One of the most widely prescribed drugs in history works by mechanisms which have not yet been agreed upon by the medical establishment. It‘s believed that paracetamol acts via more than one neurological pathway, one of which may be by inhibiting the COX-3 isoform of the COX family of enzymes.
“The fact is, despite its ubiquity, we still don’t really understand how paracetamol works. A leading theory is that, in part, it works like aspirin and ibuprofen, by blocking enzymes known as cyclooxygenases.
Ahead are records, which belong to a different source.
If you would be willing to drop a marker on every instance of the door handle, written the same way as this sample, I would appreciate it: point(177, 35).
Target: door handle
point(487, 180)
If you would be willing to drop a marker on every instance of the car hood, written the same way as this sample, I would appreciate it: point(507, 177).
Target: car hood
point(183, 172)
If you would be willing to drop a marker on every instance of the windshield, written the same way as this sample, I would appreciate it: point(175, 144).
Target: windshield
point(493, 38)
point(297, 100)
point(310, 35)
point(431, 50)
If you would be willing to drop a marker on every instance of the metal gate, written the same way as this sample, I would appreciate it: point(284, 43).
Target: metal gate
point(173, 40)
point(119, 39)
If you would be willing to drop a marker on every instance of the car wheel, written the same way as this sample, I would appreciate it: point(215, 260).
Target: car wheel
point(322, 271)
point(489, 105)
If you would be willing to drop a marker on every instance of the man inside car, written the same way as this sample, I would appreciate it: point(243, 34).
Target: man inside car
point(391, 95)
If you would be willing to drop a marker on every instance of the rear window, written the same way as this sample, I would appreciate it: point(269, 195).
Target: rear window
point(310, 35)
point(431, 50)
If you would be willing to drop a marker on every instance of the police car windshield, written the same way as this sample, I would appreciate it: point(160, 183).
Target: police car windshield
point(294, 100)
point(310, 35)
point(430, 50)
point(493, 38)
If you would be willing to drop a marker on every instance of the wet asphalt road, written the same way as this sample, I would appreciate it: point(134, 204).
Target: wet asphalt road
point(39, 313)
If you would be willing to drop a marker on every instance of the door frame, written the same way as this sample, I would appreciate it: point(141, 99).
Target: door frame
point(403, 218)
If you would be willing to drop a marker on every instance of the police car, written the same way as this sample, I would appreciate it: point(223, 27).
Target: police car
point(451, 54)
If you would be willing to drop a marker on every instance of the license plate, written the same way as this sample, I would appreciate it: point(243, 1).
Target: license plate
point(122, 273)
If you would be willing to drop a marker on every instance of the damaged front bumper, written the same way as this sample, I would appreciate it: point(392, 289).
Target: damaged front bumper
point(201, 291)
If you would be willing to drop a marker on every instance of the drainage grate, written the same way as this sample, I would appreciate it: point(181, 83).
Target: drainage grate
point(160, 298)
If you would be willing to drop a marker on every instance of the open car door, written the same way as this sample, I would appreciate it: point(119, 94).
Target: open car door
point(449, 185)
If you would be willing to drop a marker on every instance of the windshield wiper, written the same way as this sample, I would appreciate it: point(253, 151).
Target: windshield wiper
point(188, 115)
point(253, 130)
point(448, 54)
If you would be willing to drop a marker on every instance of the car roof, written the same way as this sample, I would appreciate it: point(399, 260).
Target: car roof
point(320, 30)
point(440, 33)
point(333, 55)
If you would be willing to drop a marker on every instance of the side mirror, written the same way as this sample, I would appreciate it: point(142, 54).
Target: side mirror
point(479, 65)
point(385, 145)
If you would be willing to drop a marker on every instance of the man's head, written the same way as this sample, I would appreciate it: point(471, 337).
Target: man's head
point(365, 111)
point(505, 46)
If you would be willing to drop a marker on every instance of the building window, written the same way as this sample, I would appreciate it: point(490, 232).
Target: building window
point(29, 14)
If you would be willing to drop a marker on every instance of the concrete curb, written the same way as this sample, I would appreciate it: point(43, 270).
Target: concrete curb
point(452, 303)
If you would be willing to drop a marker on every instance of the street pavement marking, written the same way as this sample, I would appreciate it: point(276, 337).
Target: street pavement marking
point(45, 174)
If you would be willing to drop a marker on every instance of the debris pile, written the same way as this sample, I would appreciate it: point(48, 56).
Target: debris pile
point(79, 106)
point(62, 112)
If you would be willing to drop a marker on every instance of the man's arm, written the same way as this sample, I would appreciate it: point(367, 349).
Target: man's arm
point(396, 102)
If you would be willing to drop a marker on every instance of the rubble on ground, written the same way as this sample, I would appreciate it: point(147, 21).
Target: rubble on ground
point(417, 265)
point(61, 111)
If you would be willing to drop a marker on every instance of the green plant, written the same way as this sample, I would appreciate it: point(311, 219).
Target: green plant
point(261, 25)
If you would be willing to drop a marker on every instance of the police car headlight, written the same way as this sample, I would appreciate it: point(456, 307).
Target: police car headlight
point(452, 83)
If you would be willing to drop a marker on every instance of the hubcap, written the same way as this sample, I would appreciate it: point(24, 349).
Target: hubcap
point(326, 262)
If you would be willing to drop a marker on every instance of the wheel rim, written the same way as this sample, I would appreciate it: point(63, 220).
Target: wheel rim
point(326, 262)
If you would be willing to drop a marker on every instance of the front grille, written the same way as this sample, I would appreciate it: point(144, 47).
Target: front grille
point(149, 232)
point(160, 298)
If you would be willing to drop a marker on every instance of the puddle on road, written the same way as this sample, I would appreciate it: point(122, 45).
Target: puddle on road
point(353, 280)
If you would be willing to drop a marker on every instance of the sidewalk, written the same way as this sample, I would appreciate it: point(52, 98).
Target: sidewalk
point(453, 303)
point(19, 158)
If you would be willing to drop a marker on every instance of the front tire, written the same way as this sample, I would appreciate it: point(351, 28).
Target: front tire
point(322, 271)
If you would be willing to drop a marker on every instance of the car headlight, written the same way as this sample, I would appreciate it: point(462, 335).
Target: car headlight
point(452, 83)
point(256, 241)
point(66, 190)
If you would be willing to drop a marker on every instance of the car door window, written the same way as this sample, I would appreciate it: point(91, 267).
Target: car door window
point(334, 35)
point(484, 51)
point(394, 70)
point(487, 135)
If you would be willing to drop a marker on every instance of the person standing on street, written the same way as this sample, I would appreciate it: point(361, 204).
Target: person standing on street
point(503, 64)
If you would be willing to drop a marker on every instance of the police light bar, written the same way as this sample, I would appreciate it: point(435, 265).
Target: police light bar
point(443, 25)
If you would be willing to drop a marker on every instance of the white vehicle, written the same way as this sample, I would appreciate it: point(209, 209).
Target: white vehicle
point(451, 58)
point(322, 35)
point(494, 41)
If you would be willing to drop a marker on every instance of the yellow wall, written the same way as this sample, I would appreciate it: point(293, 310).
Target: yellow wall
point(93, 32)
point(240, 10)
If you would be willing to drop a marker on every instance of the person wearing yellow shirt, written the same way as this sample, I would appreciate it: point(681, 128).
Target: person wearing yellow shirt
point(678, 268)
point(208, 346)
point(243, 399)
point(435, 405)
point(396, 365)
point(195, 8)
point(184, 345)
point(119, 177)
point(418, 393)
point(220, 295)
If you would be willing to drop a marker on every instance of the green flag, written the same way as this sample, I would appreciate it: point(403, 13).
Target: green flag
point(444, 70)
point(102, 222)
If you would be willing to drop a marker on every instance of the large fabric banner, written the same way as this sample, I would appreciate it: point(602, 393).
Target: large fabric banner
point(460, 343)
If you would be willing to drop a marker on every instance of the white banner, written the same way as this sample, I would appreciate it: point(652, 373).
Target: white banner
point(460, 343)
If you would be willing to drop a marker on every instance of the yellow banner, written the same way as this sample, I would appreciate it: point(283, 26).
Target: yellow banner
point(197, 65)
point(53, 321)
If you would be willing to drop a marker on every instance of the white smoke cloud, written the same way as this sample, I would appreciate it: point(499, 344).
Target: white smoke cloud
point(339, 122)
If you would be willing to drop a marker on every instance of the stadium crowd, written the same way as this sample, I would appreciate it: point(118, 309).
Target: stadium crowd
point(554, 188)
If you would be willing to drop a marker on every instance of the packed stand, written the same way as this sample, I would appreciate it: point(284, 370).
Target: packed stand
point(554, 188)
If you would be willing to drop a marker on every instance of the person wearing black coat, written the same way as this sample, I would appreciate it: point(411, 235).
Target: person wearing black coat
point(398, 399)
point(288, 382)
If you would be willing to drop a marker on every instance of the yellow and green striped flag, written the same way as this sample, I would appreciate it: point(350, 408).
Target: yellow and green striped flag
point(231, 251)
These enzymes are responsible for making hormone-like compounds called prostaglandins, which trigger pain and swelling in the body as well as stimulating production of the mucous that shields our stomachs against digestive acids.” source: see below
Recent research suggests that Paracetamol has a marginal effect for pain relief - but only in around 25% of individuals - and that its beneficial action in others is due to placebo effects. However, the drug has significant side-effects (including stomach-lining damage) and overdoses each year run into 80,000 per year in the US alone.
A May 2014 cover story from New Scientist 'Cure-all no more' drew attention to a review of research that looked at people taking paracetamol to relieve chronic joint pain, examining seven studies that compared the drug with a placebo. Five of these found it to be marginally more effective, but two found no difference.
“Why are we bothering to give a drug to people that’s toxic, that has significant potential problems, when it doesn’t work?” asks Andrew Moore, an anaesthetist and director of pain research at the University of Oxford. “It’s unethical.”